Comment j’ai organisé le test dans mon bassin naturel

Pour ce test, j’ai aménagé deux zones de filtration bio bien séparées dans mon bassin naturel, chacune dédiée à un substrat différent. La pouzzolane a été installée en couche de 15 cm, ce qui correspond à la recommandation classique pour ce matériau, tandis que j’ai posé 20 cm de gravier roulé dans la zone voisine, suivant les usages courants. Le bassin, d’environ 12 m², est soumis à une charge organique moyenne, typique des étés en Normandie. J’ai décidé de mesurer la demande biologique en oxygène tous les 15 jours, soit six fois sur toute la période de 12 semaines, ce qui me semblait un bon compromis pour suivre les évolutions sans trop perturber le système. La température ambiante a été relevée régulièrement, restant entre 15 et 22 °C, ce qui est une plage classique pour ce type de bassin naturel en cette saison.

J’ai utilisé un kit de mesure de DBO artisanal, avec des outils adaptés pour prélever précisément l’eau au sein des substrats. La balance de ménage a servi à vérifier la quantité de matériaux déposés, et j’ai pris soin d’observer visuellement le colmatage et la formation éventuelle de biofilm. J’ai aussi utilisé une loupe pour distinguer les détails du biofilm et noter son aspect. Le contrôle manuel du débit d’eau m’a permis de détecter des variations que la DBO seule ne révélait pas. Ces instruments, même si basiques, m’ont donné une vision complète et tangible des phénomènes en jeu. La précision du protocole était indispensable pour ne pas confondre les effets liés au substrat avec d’autres facteurs extérieurs.

Mon objectif principal était de vérifier comment la pouzzolane, réputée pour sa porosité et son pouvoir de rétention d'oxygène, se comportait face au gravier roulé, plus lisse et susceptible de se tasser rapidement. Je voulais observer si la formation d’un biofilm sur la pouzzolane allait vraiment provoquer une augmentation de la demande en oxygène, et si le gravier roulé allait montrer des signes de colmatage par compactage, avec les conséquences associées sur la circulation de l’eau. À côté de ces mesures, je me suis attachée à noter les sensations tactiles, les odeurs éventuelles, et la qualité visuelle des substrats, pour croiser ces données avec les chiffres de la DBO.
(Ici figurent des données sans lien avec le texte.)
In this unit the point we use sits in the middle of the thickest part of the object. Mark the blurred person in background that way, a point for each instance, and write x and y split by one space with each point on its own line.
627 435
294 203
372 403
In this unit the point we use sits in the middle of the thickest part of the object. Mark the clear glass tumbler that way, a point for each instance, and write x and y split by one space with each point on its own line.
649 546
Les premières semaines m’ont réservé des surprises inattendues

Dès la troisième semaine, la pouzzolane a commencé à montrer une fine pellicule brunâtre à sa surface. En plongeant la main dans ce substrat, j’ai senti une texture gélatineuse, un peu comme un voile collant qui recouvrait les grains volcaniques. Ce n’était pas ce à quoi je m’attendais, car je pensais que la rugosité naturelle de la pouzzolane limiterait ce genre d’encrassement. Cette sensation m’a tout de suite intriguée, et j’ai noté que ce biofilm semblait retenir davantage l’eau, ce qui pourrait expliquer une modification des échanges gazeux. Ce voile organique ne gênait pas encore la circulation de l’eau, mais il donnait un aspect visuel net, comme une couche protectrice qui se formait rapidement.
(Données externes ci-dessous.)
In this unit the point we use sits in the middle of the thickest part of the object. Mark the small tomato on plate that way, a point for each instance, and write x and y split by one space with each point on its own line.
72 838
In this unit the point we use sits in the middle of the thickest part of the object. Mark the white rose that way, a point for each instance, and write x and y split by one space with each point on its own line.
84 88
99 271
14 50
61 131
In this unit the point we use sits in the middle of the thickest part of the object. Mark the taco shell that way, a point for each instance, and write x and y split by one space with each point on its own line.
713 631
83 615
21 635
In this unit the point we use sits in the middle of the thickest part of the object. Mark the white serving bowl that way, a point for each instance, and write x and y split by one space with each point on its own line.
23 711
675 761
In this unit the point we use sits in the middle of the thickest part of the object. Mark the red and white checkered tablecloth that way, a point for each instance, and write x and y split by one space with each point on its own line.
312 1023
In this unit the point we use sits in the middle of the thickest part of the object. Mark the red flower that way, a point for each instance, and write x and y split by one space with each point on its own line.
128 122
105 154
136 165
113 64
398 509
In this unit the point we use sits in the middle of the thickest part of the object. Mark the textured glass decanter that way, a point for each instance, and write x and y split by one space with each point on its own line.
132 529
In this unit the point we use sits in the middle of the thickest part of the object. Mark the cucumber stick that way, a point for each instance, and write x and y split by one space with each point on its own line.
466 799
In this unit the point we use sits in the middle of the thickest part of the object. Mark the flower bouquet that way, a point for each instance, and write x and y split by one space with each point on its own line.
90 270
Sur le gravier roulé, la situation était tout autre. Progressivement, j’ai observé un tassement des grains, la couche de 20 cm s’est densifiée, et lors du contrôle manuel du débit, j’ai ressenti un véritable « bouchon » sous la main. L’eau semblait passer moins librement, et une odeur légère d’œuf pourri est apparue à partir de la quatrième semaine. Cette odeur caractéristique de sulfure d’hydrogène m’a alertée sur une possible zone anoxique liée au compactage. En démontant partiellement la zone, j’ai confirmé que les grains, polis et lisses, s’étaient agglutinés, limitant la perméabilité et provoquant une stagnation des matières organiques.

La cinquième semaine a été un vrai moment de doute. Lors de la mesure de la DBO dans la zone de la pouzzolane, j’ai vu un pic inattendu : la valeur avait augmenté de manière brutale, ce qui n’était pas cohérent avec les tendances précédentes. J’ai cru à une erreur de prélèvement ou d’analyse, alors j’ai refait tout le protocole, repris les mesures d’eau, vérifié le matériel, et même comparé avec des échantillons témoins. Tout était correct. Ce pic correspondait donc à un réel phénomène, probablement lié à la formation de ce biofilm excessif qui augmentait la demande biologique en oxygène. Ce moment m’a poussée à creuser davantage, car cette montée brutale du besoin en oxygène reflétait un stress ou un déséquilibre dans la zone filtrante, que je ne pouvais pas ignorer.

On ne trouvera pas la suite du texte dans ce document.